The web members connect the joints of one chord with those of the other, and may be radials in case of curved trusses, diagonals, or verticals. They are commonly called struts where they resist compression, ties where they resist tension, and strut-ties where they resist compression and tension.

A joint is the connection of two or more members whose center lines must intersect at a common point if possible, this common point being the center of the joint.

The rafters of light roofs are not trussed, but rest directly on the walls, and support the sheathing and covering of the roof.

Heavy roofs are supported by trusses resting on the side walls.

The sheathing is supported by rafters which rest on the purlines, these being supported by the trusses.

The drawing, [Fig. 118], shows the half of a truss; the members are the upper chord, the lower chord, and a strut.

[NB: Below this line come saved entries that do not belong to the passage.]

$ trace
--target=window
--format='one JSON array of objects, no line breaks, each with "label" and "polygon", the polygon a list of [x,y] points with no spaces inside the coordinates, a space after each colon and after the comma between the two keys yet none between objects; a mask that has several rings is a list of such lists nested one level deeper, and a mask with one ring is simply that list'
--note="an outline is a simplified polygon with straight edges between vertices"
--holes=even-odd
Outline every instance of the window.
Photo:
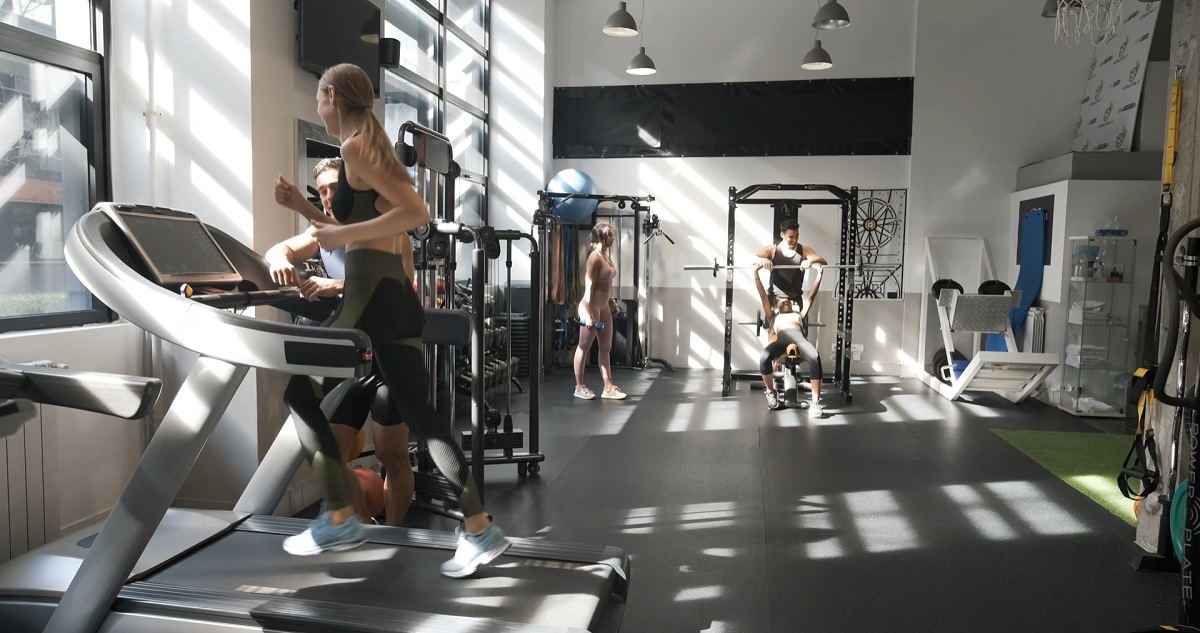
[{"label": "window", "polygon": [[108,196],[92,15],[88,1],[0,0],[0,332],[109,318],[63,254]]},{"label": "window", "polygon": [[400,67],[385,71],[388,134],[415,121],[449,137],[463,173],[455,217],[486,222],[488,2],[387,0],[383,13],[384,36],[400,40]]},{"label": "window", "polygon": [[0,0],[0,23],[95,50],[91,0]]}]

Although carpenter work is usually of a rough character, the joints of a truss should fit snugly so that there will be no room to give when loaded; so, for the practice, the student will plane the stock either to the sizes given in the drawing or double the sizes, making the whole truss as time and circumstances permit. (This to be determined by the instructor.)

Fig. 119.

[Fig. 119] shows what is termed a truss diagram; the distance from point A, to B, is the distance between the center of the walls, and the angle A, C, D, is the inclination or pitch of the roof. The pitch of the roof is determined by the distance the peak of the roof rises above the walls; thus if a roof has a quarter pitch, the peak would rise above the walls one quarter the width of the building; if half pitch the peak would rise one half the width of the building, etc. For simplicity in laying out this problem we will make the pitch one half. The points A, B, represent the span of the walls; also the lines A, C, and B, C, show the outside margin of the upper chord of the truss. By bisecting A, B, and erecting a perpendicular at D, to C, we divide, the triangle A, B, C, into two triangles, A, D, C, and B, D, C. Now, the line A, C, is the hypotenuse of the right-angled triangle A, D, C. We had one example of finding the length of the hypotenuse of a right-angled triangle in Exercise No. 4. The workman who lays out rafters or trusses rarely takes time to calculate the hypotenuse of the triangle, but uses the steel framing square in the following manner. He obtains the horizontal distance at the bottom of the rafters, and the pitch. Take for example a truss that is 30 feet across from point to point, and a pitch of one half; then the distance the peak would rise would be 15 feet. Take the framing square and lay it on the chord, taking 12 inches on the blade and 12 inches on the tongue and mark off 15 triangles as shown in [Fig. 120], which is half the width of the building. The rise was also 15 feet; so by using the square as shown, we obtain the rise and the run of the rafter. The line on one side of the square gives the angle at which the chord or rafter is to be cut at the peak. The line at the other end of the chord gives the line from which to measure the distance the tenon and shoulders go down into the tie-beam. The strut shown in the drawing, [Fig. 118], has one joint square, and the other at an angle of 45 degrees. Where the pitch is one half, the angles are 45 degrees and right angles.